Angle-dependent FTIR spectrum of PP film

A 100 μm x 100 μm area of the PP film on the BaF2 window was determined using the FTIR imaging system with a single element MCT detector and a wire grid polarizer (ST Japan Inc., Tokyo, Japan) in order to characterize the angle dependence of the infrared (IR) absorption. The analytical conditions for the FTIR instrument were as described above. The polarizer was rotated in the range from 0 to 180° in increments of 10°.

Bone

Six 12-week-old BALB/cA mice (CLEA Japan, Inc., Tokyo, Japan) were euthanized by cervical disolocation with an intraperitoneal injection of 5 μL/g cocktail of ketamine (20 mg/mL) and xylazine (2 mg/mL). After euthanasia, femurs were obtained by dislocating hip and knee joints, and trimmed to remove soft tissue. Next, they were immediately washed with physiological saline solution to remove blood. Thin sections of three femurs were prepared using EtOH fixation followed by the PMMA embedding procedure (RESIN-S). Additional thin sections of the other three femurs were prepared using a frozen sectioning procedure (FROZEN-S) without EtOH fixation.

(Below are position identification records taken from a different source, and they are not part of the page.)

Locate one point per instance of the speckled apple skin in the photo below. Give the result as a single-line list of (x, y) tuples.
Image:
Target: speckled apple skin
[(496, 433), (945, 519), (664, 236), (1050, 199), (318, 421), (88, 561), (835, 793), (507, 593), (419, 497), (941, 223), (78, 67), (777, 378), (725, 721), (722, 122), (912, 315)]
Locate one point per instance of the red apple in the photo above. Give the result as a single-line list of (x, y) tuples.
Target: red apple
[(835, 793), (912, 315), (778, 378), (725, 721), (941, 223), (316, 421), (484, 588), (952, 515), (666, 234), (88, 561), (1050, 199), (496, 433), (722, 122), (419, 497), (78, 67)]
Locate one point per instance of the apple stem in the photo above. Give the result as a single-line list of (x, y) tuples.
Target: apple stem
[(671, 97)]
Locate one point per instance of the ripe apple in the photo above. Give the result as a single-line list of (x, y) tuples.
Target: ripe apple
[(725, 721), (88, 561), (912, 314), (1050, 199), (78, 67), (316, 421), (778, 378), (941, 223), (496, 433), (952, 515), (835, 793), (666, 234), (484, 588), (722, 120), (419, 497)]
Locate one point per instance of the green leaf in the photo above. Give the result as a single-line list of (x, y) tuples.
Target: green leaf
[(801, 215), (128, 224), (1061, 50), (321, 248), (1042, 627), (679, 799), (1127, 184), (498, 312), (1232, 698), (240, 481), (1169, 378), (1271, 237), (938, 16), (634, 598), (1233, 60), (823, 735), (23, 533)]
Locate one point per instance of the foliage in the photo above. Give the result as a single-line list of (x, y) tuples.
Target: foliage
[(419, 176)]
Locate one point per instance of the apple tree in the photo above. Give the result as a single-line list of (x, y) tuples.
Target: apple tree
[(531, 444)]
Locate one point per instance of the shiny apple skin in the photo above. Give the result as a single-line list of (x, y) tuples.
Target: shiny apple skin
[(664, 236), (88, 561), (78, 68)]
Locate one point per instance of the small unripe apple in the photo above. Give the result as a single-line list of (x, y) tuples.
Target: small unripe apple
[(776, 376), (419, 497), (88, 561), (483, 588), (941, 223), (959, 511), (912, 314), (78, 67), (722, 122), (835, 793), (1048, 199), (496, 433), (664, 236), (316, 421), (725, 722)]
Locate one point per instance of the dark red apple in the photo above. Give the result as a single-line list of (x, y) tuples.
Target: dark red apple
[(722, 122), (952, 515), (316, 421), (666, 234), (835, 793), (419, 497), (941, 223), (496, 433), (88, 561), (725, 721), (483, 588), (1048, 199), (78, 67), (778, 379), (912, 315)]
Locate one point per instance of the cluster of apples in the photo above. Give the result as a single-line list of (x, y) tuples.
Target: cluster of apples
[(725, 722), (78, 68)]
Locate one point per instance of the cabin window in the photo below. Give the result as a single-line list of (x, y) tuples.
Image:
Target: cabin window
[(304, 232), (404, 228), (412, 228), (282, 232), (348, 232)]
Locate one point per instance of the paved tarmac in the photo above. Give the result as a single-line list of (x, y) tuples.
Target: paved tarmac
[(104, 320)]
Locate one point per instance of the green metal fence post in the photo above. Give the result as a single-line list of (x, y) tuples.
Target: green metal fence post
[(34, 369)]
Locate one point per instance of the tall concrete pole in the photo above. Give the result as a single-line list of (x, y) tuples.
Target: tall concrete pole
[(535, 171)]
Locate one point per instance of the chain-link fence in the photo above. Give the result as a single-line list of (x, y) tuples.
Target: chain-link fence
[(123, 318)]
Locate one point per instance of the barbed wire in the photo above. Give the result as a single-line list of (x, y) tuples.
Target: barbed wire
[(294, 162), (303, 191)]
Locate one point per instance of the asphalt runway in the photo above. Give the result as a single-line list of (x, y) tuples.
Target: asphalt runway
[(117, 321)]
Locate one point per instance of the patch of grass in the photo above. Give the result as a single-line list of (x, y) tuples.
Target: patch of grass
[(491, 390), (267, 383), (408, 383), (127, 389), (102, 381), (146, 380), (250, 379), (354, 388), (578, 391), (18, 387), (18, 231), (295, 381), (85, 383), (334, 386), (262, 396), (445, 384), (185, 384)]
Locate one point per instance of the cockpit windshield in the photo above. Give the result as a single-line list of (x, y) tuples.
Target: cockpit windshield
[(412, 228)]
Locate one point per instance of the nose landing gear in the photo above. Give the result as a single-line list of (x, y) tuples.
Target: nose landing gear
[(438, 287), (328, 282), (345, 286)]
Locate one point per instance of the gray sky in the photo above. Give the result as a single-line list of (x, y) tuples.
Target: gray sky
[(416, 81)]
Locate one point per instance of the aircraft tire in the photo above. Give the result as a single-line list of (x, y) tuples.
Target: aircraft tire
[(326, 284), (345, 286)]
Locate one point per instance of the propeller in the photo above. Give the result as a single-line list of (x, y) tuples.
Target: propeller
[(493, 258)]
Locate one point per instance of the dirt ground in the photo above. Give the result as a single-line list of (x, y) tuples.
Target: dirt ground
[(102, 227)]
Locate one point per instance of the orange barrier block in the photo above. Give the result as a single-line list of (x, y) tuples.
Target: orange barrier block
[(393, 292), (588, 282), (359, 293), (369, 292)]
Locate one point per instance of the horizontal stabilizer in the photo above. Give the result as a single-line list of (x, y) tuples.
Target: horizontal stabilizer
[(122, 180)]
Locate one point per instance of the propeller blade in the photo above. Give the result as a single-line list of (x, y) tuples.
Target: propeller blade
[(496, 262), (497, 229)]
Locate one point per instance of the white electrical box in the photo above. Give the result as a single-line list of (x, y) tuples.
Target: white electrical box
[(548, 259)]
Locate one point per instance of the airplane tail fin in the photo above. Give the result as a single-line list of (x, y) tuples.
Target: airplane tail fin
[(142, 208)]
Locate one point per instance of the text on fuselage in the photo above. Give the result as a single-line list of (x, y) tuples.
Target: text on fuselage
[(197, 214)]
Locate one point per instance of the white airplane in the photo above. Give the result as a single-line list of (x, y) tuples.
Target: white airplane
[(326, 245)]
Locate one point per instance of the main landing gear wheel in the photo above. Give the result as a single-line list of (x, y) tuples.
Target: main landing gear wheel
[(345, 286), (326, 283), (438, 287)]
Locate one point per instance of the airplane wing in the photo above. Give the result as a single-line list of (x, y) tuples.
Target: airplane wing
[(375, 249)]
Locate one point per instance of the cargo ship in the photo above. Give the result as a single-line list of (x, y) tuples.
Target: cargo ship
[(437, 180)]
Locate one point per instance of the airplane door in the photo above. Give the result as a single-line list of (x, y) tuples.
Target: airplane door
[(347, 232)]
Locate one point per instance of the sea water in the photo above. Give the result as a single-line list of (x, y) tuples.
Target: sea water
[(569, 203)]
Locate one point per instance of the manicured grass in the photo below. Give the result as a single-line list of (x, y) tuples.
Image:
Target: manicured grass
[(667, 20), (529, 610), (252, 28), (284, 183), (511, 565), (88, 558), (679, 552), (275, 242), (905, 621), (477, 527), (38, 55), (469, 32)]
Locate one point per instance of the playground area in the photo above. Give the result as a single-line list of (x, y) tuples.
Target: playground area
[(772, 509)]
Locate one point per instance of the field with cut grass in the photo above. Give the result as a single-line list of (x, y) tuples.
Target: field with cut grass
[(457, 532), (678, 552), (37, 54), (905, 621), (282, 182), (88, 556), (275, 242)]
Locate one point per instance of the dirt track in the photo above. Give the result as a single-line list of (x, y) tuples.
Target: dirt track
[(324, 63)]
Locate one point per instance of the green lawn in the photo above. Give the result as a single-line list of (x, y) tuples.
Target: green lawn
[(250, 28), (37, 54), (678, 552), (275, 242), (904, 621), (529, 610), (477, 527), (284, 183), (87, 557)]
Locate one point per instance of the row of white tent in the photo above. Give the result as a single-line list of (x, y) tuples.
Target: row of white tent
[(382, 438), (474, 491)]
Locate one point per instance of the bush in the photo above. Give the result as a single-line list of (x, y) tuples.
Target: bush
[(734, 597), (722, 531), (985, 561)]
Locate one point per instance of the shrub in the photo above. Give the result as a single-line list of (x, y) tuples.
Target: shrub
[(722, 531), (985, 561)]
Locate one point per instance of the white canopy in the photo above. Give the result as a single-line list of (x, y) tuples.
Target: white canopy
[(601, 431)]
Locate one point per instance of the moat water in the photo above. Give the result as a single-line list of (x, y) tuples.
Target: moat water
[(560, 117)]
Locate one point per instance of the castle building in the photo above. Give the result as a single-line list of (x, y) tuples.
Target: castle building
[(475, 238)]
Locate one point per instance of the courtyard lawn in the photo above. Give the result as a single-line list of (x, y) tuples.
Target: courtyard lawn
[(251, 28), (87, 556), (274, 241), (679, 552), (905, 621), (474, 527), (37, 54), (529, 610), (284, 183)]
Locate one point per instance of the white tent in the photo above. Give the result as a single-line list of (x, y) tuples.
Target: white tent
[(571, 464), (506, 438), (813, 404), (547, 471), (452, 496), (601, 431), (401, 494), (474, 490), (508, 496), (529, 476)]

The Ethics Review Committee for Animal Experimentation of Hokkaido University approved the experimental protocol of this study (15–0077).

PMMA embedding and sectioning procedure

Three femurs were fixed in 70% EtOH and trimmed to remove soft tissues (mainly muscle). They were then dehydrated in ascending grades of EtOH, defatted in an acetone/methyl methacrylate monomer mixture (1:2), and embedded in MMA (Wako Chemicals, Kanagawa, Japan) without decalcification. Longitudinal frontal plane sections (3-μm-thick) of the distal femur (RESIN-S) were cut using a microtome (Rotary microtome, RM2255, Leica, Germany). Thereafter, they were sandwiched between two glass plates and compressed to provide a flat surface in order to obtain a good FTIR spectrum. The sections were mounted on a BaF2 window (Pier Optics, Japan) to assess bone quality by FTIR imaging in transmission mode.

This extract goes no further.